Ann Dermatol.  2011 Aug;23(3):352-356. 10.5021/ad.2011.23.3.352.

A Case of Atrophoderma of Pasini and Pierini Associated with Borrelia burgdorferi Infection Successfully Treated with Oral Doxycycline

Affiliations
  • 1Department of Dermatology, Yonsei University Wonju College of Medicine, Wonju, Korea. choieh@yonsei.ac.kr

Abstract

Atrophoderma of Pasini and Pierini is a form of dermal atrophy that manifests as either single or multiple, sharply demarcated, hyperpigmented, non-indurated patches. These patches are marked by a slight depression of the skin, with an abrupt edge (i.e., the "cliff-drop" borders), usually located on the backs of adolescents or young adults. The pathophysiology of the disease is unknown, but some authors have suggested a role of Borrelia burgdorferi infection. A 35-year-old woman visited our department because of asymptomatic, hypopigmented, depressed patches on her chest and back lasting for three months. Laboratory evaluations were normal, except for positive serum antibodies to Borrelia burgdorferi. Histologic examination revealed a significantly decreased thickness of the dermis. The patient underwent treatment with oral doxycycline 200 mg/day for six weeks, after which the depth of depression was improved. Herein, we report a case of atrophoderma of Pasini and Pierini, associated with Borrelia burgdorferi infection, successfully treated with oral doxycycline.

Keyword

Atrophoderma pasini pierini; Borrelia burgdorferi; Doxycycline

MeSH Terms

Adolescent
Adult
Antibodies
Atrophy
Borrelia
Borrelia burgdorferi
Depression
Dermis
Doxycycline
Female
Humans
Skin
Thorax
Young Adult
Antibodies
Doxycycline

Figure

  • Fig. 1 Variably-sized round- to oval-shaped, hypopigmented patches on the intermammarial area and on the back, with preexisting psoriatic lesions. The lesions were depressed below the level of the surrounding skin and coalesced to form large depressed plaques.

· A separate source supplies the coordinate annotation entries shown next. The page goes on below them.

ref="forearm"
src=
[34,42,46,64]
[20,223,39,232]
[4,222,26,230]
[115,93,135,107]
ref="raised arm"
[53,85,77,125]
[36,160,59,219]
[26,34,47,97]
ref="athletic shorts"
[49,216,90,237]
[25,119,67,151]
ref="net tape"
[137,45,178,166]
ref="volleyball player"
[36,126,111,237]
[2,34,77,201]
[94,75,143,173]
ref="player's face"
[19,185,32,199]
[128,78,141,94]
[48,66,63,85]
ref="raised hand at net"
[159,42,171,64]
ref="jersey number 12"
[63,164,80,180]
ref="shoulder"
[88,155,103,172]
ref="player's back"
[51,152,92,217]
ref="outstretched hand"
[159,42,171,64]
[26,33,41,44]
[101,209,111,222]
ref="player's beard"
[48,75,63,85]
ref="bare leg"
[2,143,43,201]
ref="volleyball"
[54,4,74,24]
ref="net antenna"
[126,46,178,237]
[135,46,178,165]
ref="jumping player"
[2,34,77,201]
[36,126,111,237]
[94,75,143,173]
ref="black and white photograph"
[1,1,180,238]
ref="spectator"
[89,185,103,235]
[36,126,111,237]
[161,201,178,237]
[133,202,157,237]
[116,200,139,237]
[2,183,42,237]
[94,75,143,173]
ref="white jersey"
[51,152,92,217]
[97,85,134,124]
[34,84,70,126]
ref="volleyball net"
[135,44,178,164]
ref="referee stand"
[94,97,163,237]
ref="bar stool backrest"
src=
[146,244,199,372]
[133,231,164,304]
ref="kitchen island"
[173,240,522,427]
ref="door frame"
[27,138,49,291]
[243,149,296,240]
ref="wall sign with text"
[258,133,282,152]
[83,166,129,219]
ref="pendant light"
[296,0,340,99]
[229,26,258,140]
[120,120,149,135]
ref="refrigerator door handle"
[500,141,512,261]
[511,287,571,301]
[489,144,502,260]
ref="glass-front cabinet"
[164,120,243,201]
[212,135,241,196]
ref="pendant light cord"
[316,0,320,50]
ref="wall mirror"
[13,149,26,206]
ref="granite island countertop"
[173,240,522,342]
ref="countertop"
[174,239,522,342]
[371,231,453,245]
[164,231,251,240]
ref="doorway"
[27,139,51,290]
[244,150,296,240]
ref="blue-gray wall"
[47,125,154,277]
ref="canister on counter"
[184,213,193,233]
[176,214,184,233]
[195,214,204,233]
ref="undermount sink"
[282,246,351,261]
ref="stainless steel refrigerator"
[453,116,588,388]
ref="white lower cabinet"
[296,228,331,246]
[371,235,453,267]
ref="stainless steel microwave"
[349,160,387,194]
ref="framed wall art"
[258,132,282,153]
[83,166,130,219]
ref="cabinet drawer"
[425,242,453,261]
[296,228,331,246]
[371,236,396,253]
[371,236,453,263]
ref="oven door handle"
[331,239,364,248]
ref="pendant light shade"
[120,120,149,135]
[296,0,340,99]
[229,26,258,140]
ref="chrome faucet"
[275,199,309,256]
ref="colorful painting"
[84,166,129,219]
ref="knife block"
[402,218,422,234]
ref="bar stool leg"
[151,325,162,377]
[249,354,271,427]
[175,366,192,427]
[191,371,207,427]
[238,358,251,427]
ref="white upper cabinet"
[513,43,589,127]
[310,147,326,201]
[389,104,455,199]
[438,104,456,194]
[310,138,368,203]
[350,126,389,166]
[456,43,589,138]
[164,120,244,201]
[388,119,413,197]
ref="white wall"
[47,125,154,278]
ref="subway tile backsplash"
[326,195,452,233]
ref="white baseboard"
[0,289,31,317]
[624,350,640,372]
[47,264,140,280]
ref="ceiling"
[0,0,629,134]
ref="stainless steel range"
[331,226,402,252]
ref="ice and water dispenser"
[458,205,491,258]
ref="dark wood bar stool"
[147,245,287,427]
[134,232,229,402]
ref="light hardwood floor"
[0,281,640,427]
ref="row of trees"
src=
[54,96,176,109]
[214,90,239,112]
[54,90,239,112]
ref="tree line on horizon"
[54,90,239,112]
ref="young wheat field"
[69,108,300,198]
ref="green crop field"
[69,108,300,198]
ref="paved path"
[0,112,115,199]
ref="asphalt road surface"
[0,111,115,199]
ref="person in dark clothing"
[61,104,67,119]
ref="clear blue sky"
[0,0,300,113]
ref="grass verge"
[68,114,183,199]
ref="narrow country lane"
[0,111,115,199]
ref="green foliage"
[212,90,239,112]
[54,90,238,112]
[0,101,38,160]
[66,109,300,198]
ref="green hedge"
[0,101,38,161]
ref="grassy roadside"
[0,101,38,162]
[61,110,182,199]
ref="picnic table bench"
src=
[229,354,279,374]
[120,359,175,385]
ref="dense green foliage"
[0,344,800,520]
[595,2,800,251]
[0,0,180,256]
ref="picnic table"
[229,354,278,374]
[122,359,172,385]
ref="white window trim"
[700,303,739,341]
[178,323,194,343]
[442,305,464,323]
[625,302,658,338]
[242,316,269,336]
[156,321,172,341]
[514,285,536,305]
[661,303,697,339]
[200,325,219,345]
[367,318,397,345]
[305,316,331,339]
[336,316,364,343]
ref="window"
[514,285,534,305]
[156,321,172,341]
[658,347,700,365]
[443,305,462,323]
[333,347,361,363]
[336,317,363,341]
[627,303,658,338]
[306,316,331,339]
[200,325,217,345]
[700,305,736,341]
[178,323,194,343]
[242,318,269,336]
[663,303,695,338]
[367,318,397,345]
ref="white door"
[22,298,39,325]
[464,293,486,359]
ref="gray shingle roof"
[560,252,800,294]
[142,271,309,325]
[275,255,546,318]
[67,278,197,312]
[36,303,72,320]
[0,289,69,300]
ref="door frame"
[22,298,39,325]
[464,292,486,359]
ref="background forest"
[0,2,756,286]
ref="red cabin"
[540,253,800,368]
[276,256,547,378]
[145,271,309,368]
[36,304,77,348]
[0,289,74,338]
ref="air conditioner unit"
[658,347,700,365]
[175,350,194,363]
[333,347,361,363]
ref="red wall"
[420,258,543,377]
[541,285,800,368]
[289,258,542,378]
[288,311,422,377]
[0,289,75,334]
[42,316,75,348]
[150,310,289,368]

  • Fig. 2 Histopathologic examination revealed a markedly thinned dermis, compared with that of the perilesional normal skin (a: lesion, b: perilesional normal skin) (H&E, ×12.5).

  • Fig. 3 After a three-week treatment with oral doxycycline 200 mg/day (b), the depths of the lesions were improved, compared with those of the pre-treatment state (a).